How do you rate as a 1930s husband or wife? Try both. Which do you best match?

Interestingly, a number of feminist bloggers seem to be good 1930s husbands. Evidence of role reversal? Or maybe 1930s husbands weren’t so bad after all. I mean, look at my score. Take the test.


As a 1930s husband, I am

Hat-tip: The Hand Mirror

Update: More on the development of the 1939 Marital Rating Scale at Boing Boing.



8 Responses to “Amaze yourself!”

  1. Andrew is getting fit Says:


    As a 1930s husband, I am
    Very Superior

    Or else I’m very whipped. God knows.

  2. Sconehead Says:

    Looks interesting.

    I’ll do it once I’ve finished cooking dinner and washing the dishes, and let you know how I get on.

  3. Sconehead Says:

    I scored 83 making me ‘Very Superior’ as a 1930s husband. (Stop laughing).
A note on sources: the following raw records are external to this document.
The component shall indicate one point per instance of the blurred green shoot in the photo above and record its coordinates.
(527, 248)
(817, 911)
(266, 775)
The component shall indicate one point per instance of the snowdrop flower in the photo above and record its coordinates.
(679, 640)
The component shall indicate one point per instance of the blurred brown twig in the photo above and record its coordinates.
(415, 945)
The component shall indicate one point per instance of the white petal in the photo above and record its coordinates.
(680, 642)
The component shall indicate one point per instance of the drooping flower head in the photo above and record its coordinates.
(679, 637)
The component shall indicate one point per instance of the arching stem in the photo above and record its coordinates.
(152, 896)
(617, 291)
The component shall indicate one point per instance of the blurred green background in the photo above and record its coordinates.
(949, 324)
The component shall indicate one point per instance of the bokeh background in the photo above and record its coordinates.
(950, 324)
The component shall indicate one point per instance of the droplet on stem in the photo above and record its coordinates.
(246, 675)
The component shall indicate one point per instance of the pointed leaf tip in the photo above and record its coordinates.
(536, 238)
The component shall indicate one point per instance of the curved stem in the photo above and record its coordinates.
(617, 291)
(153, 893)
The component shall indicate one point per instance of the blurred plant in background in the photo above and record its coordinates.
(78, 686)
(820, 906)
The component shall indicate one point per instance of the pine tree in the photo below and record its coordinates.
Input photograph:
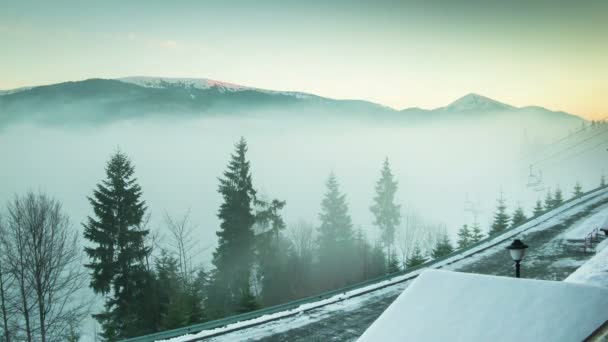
(234, 254)
(386, 212)
(558, 198)
(549, 201)
(538, 209)
(118, 255)
(415, 259)
(272, 252)
(578, 190)
(378, 263)
(393, 263)
(444, 247)
(172, 295)
(336, 238)
(464, 237)
(364, 255)
(476, 233)
(501, 218)
(247, 302)
(519, 217)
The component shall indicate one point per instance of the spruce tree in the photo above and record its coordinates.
(364, 255)
(415, 259)
(476, 233)
(272, 252)
(118, 252)
(549, 201)
(336, 238)
(538, 209)
(393, 263)
(558, 198)
(501, 218)
(172, 296)
(386, 212)
(519, 217)
(444, 247)
(378, 264)
(230, 289)
(464, 237)
(578, 190)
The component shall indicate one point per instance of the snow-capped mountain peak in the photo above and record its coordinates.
(165, 82)
(475, 102)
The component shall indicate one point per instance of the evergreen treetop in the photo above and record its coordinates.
(549, 200)
(336, 240)
(386, 213)
(578, 190)
(538, 209)
(444, 247)
(476, 233)
(416, 258)
(519, 217)
(501, 218)
(464, 237)
(119, 255)
(558, 198)
(234, 254)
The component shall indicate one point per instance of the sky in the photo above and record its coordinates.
(397, 53)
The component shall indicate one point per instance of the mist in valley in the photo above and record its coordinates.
(442, 167)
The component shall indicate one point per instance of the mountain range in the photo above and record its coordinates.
(103, 100)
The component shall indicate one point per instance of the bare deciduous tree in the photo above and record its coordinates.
(414, 231)
(44, 258)
(301, 235)
(183, 243)
(5, 296)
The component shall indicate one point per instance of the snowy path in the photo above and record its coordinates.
(345, 318)
(586, 226)
(594, 271)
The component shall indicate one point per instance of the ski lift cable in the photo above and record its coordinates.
(570, 148)
(558, 141)
(578, 153)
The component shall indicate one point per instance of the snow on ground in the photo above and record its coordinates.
(454, 306)
(595, 270)
(286, 320)
(586, 226)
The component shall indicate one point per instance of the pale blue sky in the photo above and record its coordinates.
(398, 53)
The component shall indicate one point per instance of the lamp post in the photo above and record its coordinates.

    I also tried to answer as truthfully as I could, so I’m wondering about the reliability (is that the right soc. sci. term?) of this test. Given my recent divorce, such a result is quite poignant.

    I was surprised at the result, especially after p3 which I thought would have done me in as a husband. Nice one.

  4. jafapete Says:

    Scone, I did wonder about posting a few thoughts on construct validity. Then I thought I could let people do the test and such things would make more sense. The underlying construct does not appear to be based on sound theory, but rather reflects contemporary views about an ‘ideal marriage’.
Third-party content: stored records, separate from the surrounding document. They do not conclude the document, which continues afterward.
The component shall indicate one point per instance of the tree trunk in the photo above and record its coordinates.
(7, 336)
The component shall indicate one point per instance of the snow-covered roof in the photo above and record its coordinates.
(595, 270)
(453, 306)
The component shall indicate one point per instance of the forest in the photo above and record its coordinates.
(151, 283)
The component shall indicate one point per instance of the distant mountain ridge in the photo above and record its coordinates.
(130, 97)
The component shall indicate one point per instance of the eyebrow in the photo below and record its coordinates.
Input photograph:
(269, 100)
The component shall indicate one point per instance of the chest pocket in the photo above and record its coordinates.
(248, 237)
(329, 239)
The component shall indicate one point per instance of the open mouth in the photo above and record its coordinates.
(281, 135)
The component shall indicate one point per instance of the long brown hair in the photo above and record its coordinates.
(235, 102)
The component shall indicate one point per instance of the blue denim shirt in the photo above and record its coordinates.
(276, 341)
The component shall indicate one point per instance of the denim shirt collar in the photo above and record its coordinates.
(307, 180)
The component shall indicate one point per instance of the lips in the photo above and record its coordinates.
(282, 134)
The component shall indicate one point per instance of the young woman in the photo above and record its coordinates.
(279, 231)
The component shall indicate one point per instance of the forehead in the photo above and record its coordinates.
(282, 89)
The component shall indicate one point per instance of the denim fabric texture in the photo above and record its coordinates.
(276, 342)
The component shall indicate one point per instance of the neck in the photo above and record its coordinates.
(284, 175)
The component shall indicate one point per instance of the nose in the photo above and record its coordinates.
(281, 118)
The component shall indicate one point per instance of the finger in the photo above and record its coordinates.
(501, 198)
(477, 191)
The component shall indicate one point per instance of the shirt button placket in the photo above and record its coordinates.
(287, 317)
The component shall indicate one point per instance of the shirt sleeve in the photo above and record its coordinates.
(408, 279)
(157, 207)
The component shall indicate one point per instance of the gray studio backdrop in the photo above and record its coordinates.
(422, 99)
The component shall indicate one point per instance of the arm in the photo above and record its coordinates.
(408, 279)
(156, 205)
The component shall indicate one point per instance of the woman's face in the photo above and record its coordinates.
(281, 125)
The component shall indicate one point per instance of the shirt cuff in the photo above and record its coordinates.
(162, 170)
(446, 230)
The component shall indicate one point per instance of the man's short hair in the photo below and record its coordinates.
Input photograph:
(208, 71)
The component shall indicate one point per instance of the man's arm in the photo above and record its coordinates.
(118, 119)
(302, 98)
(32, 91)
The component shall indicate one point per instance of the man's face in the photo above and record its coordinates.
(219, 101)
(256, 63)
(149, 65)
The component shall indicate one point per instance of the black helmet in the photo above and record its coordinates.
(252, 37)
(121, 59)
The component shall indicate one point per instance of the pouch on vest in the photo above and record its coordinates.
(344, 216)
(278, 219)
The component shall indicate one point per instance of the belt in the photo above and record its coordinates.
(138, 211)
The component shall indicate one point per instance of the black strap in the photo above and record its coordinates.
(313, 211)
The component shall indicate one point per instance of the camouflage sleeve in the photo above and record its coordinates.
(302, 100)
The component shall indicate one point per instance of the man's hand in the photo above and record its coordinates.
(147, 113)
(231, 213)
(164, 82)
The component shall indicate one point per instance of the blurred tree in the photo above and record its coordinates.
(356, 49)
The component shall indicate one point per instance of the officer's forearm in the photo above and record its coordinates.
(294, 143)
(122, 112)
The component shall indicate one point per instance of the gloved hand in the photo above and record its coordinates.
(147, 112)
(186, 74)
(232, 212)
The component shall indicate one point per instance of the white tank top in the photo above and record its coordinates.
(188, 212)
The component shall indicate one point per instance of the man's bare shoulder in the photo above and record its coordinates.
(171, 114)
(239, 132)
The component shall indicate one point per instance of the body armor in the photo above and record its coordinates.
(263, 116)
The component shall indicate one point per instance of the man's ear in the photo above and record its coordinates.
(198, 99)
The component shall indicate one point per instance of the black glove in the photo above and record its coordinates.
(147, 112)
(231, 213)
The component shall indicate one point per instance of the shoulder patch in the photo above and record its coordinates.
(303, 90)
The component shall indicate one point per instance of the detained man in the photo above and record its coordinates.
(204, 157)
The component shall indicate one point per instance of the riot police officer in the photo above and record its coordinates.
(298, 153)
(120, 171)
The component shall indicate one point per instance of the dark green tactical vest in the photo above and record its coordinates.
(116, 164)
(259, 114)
    The point is, what does “superiority” mean when we’re talking about a 1930s husband? I thought I knew, and expected to get a very low score, being a bit of a “new age male”. But as I filled out the survey it occurred to me that some of the dimensions of a superior 1930s husband might be shared with a model twenty-first century husband. It couldn’t have been my swearing and raging at other drivers could it?

  5. Julie Says:

    Thanks for the hat tip, glad you enjoyed the test 🙂

    [Thanks Julie, it’s an interesting way to generate some thinking about how much things have changed in marriage (or not).]

  6. peterquixote Says:

    it assumes a person has a wife and children
    [Good point, namesake. I felt bad about the fact that single never-marrieds (common law or otherwise) are excluded.]

  7. Peter Says:

    I can’t believe that you only got 53. Myself, I scored 83 ‘Very Superior’. I think that “Andrew is getting fit” is whipped — there can be no other explanation.

  8. Julie Says:

    To pick up on pq’s point, I would have answered quite a bit of the wife test differently before I had a child, and I think I would have scored even lower. And possibly will do again once I go back to work and my partner takes over as primary caregiver.